Mamie
It is to be hoped that the UK learns from EU initiatives.
Youth Guarantee: A continent-wide policy commitment where Member States ensure all young people under age 30 receive a good quality offer of employment, continued education, apprenticeship, or a traineeship within four months of becoming unemployed or leaving formal education.
ALMA (Aim, Learn, Master, Achieve): An active inclusion initiative for highly vulnerable NEETs (ages 18–29) facing barriers like disabilities, long-term unemployment, or migrant backgrounds. It combines tailored domestic training with a supervised, work-related placement in another EU country, followed by intensive reintegration support.European Social Fund+
(ESF+) Social Innovation+: A multi-million euro funding stream dedicated to scaling up innovative and localized methods for upskilling vulnerable youth, particularly focusing on re-engaging them in learning and facilitating labour market reintegration.

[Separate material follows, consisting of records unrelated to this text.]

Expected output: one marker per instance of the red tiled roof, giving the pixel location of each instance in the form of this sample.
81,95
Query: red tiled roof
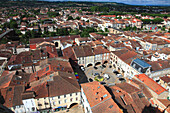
32,46
6,79
151,83
108,15
40,73
99,98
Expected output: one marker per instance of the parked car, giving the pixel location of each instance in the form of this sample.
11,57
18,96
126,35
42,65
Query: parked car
104,66
96,74
106,76
95,67
119,75
90,80
82,68
116,72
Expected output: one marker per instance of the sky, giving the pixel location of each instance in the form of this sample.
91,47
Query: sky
132,2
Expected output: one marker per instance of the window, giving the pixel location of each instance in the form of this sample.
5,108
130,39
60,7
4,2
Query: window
47,68
134,65
139,69
54,103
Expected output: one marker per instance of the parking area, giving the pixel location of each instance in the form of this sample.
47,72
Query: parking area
76,109
105,71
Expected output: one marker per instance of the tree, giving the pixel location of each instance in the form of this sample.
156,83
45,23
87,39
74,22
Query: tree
106,29
70,18
53,14
157,20
146,21
13,24
78,18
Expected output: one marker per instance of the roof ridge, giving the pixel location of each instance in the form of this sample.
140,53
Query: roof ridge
68,81
101,102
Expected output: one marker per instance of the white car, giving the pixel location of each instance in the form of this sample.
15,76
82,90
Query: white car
82,68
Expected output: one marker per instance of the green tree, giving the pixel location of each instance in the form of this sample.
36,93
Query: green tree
157,20
106,29
13,24
78,18
53,14
70,18
146,21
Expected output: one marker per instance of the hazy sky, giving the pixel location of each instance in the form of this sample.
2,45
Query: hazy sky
134,2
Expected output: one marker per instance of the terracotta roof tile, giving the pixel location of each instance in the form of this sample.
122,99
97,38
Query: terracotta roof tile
151,83
99,98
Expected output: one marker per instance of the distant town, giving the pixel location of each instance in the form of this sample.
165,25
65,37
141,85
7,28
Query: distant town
84,57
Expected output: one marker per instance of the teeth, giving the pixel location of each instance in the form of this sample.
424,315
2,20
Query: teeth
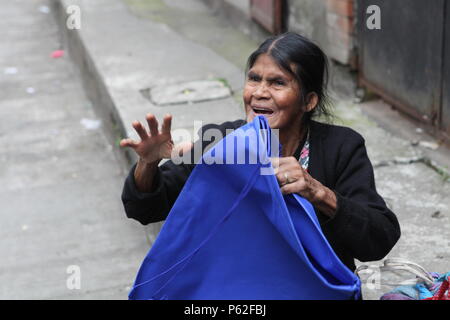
262,110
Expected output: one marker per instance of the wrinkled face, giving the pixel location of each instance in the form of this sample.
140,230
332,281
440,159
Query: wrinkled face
273,93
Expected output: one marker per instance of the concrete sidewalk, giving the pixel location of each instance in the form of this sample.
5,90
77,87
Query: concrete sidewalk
125,47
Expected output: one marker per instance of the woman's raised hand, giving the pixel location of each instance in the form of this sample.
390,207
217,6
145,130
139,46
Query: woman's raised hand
154,145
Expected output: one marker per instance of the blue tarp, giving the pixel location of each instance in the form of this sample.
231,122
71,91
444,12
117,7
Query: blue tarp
231,234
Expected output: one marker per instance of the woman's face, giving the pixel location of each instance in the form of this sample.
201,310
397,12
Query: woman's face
273,93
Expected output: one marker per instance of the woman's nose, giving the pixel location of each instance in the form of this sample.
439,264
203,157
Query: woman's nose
261,92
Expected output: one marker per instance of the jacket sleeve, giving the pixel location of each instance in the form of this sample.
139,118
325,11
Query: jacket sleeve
155,206
363,224
169,181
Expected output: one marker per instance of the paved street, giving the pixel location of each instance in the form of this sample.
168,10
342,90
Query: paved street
60,181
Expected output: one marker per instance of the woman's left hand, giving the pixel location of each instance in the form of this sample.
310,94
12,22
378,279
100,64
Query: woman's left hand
292,178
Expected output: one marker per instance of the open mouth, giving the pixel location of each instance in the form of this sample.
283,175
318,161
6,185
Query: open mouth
261,110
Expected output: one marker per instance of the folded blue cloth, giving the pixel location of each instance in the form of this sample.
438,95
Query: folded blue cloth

Erasmus+ NEETs for NEETs: A co-creative, civil society-led project where former NEETs actively help train the professionals and organizations who support at-risk youth on a daily basis.
Mamie thank you for your link and this EU background information. I agree there is learning opportunity.
These EU initiatives explain one of the reasons why the UK is slipping down the Global and European Neets tables. We are in the bottom half among advanced economies, behind top performers like Germany, the Netherlands and Japan.
Only comparing to European peers the UK has slipped from average to bottom tier. Only a few nations such as Romania score higher levels of Neets.